I've taken an interest in experimenting with it.

It has the ability to optimize dynamic code to efficient assembly instructions.

For example, calculating the sum of 1 to 100.

local sum = 0
for i = 1, 100 do
    sum = sum + i
end

It will generate assembly that is efficient. We can get a print out of the assembly using luajit -jdump. This outputs a lot, but our interest lies in the LOOP scope.

->LOOP:
xorps xmm6, xmm6
cvtsi2sd xmm6, ebp
addsd xmm7, xmm6           # sum = sum + i
add ebp, +0x01             # i = i + 1
cmp ebp, +0x64             # if i <= 100
jle ->LOOP                 #   goto LOOP
jmp ->EXIT

The numbers assigned to sum and i are used as typed information. These types don't change during the execution of the script. This allows the JIT to make efficient assembly instructions.

LuaJIT (like Lua) assumes all numbers are floating point, though. The instruction cvtsi2sd converts integers to floating point. Though this may be fast, it is an extraneous instruction.

I wanted to see if LuaJIT could just do integer specific instructions. This could probably done if we could provide hints to the JIT. Lua doesn't have a static type system, though.

local ffi = require("ffi")
ffi.cdef [[
    typedef struct { int v; } int_t;
]]

local int = ffi.metatype("int_t", {})
local sum = int(0)
for i = 1, 100 do
    sum.v = sum.v + i
end
->LOOP:
add ebp, ebx        # sum = sum + i
mov [rax+0x10], ebp # not sure what this is for
add ebx, +0x01      # i = i + 1
cmp ebx, +0x64      # if i <= 100
jle ->LOOP          #   goto LOOP
jmp ->EXIT

We have some extraneous instructions, which don't seem to be helpful here. Can we get this loop to be tighter.

With type information from ffi struct forces the instruction integer addition (add). The example above is simple and raw, but shows how easy it was to add types. LuaJIT has ways of abstracting the struct field, so the implementation does bleed through.

Using the metamethods, we can have the struct use the + operator.

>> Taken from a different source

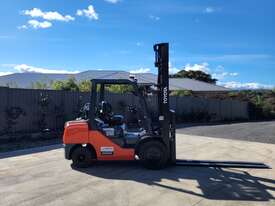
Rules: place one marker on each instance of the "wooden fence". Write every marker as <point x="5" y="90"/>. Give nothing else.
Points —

local ffi = require("ffi")
ffi.cdef [[
    typedef struct { int v; } int_t;
]]

local int
int = ffi.metatype("int_t", {
    __add = function(a, b) return int(a.v + b) end
})
local sum = int(0)
for i = 1, 100 do
    sum = sum + i
end
->LOOP:
add ebp, ebx    # sum = sum + i
add ebx, +0x01  # i = i + 1
cmp ebx, +0x64  # if i <= 100
jle ->LOOP      #   goto LOOP
jmp ->EXIT

The loop can literally not get tighter here. Unless we remove the loop entirely. LuaJIT can perform loop unrolling, which means the loop flattens, so that sum = sum + 1 is repeated 100 times. I have not been able to get LuaJIT to perofmr this optimization.

Here we've managed to take standard lua code and using he ffi functionality optimize it. The JIT is using the type information for more optimized assembly.